Despite his secure niche in the corporate world, he longed for a fulfilling vocation that would allow him some personal time and present a creative outlet – something he found while wielding a camera.

“Photography was just a hobby at the time. I was just taking lots of pictures of landscapes, people and all kinds of things,” said the graduate in human resources studies.

“Since I was already doing that, I thought it would be good to venture into photography full-time.”

His desire to escape conventionality eventually led him to participate in a local photography competition, MySelangorlicious, in which he won the “Best Photo” category.

“It was a good opportunity for me to learn. And winning the competition gave me more confidence to pursue photography.”

What is the highlight of working as a photographer?

I think it would probably be the ability to secure major clients. Like recently, I worked with Thermomix from the German branch. I helped them to produce two recipe books and one of them was called The Malay Kitchen. Since there were not many good books in the market, they wanted me to focus on traditional Malay cuisine.
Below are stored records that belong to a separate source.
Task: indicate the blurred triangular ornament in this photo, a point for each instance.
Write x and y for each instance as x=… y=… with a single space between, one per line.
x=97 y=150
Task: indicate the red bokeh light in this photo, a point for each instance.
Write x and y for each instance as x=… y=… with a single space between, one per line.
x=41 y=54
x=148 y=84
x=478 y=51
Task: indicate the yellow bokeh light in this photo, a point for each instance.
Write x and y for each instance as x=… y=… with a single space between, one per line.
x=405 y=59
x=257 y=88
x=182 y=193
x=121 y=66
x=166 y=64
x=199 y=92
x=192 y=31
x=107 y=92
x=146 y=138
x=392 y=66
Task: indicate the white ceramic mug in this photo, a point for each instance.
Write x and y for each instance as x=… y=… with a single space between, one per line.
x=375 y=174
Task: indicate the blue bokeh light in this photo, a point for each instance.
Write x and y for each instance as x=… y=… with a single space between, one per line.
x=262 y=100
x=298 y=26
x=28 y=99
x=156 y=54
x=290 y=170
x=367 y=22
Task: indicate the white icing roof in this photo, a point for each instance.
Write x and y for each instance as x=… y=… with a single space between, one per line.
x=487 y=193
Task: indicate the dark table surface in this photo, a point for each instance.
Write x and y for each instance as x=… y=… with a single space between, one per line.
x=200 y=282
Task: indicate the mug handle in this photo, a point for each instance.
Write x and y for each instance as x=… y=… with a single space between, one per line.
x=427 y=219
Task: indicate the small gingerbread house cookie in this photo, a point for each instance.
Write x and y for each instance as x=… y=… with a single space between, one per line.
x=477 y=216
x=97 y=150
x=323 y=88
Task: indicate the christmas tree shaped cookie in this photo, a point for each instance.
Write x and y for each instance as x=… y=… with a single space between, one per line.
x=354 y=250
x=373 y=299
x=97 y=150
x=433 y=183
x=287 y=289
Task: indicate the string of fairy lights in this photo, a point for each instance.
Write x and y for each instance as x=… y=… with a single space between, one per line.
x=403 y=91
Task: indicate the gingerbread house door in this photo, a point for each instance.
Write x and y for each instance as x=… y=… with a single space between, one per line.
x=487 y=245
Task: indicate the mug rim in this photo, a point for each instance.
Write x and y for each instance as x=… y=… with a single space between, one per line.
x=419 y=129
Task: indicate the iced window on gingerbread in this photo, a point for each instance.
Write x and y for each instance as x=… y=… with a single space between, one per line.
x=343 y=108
So, I worked very closely with a chef and it was about three months. And the book was actually submitted for the competition, The Gourmand World Cookbook Awards. It won the cookbook category. So, it was one of my major highlights, because your work is being recognised by people around the world. And of course, you get a lot of exposure from that.

Can you describe your creative process?

I take a lot of inspiration from Instagram, cookbooks and celebrity photographers.

When I look at their works, I always try to deconstruct how they were shot, understand how a work was composed in such a way that it has the ‘wow factor’. So, my creative process typically begins with visualisation – sketching the scene on my tablet.

I do this because I would like to see what matches in terms of props, colour and styling. Then of course, I would try to do that in the actual scene by putting all the things together. And as a perfectionist, every little detail matters simply because I want to make the picture look perfect.

What type of equipment do you use?

I carry more than 60 items for a set and this is just the equipment itself. It is not inclusive of the props like plates, bowls and wooden boxes. Many often assume food photography only requires one camera. But no, it is the camera, studio lights, lighting stand, laptop, clips and the tripods.

Hence, I have learned to be very systematic and maximise the space that I have. And when the client sees me at the site, they often get surprised by the number of things I have to bring. And again, this is not inclusive of the props. Those are another show altogether.

What is a common mistake new photographers make?

I think for one, which I see, is that they are not very particular about the tiny details in their pictures. For example, a little bit of sauce that drips on a grape. It goes unnoticed. Or things like how the noodles are very sloppy looking or the meat no longer looks fresh and moist.

Although these are tiny details, they have great impact on making the photo look more appetising and appealing. So yeah, I noticed a lot of new photographers do not take this into account and as a result, their photos do not turn out great.

What advice do you have for them?

Nothing beats experience, nothing beats trial and error. You can read all the books in the world and refer to all the YouTube videos you can find, but without hands-on practice, you will not be able to get there. And also, by criticising the photos. Like me, I am the harshest critic of myself. I tend to criticise my photos because I believe that they are never the best.

So, I relive the photos over and over again and try to find whatever is not right about the photo. This is how you can improve and get inspiration, getting information from everywhere. And so, I always tell people to begin with an end in mind. To always ask yourself what kind of photos you would like to achieve. And that goes back to my thing about deconstructing the whole photo and reconstructing it.

What are your plans for the future?

I would like to see my team and I take on a bigger portfolio. In fact, we are currently working with one now. It is a collaboration with a local private university where we are working on publishing a book for their culinary school programme. Yeah, (I like to) work with bigger clients with bigger budgets. Because only then can we create more elaborate photos with a bigger impact.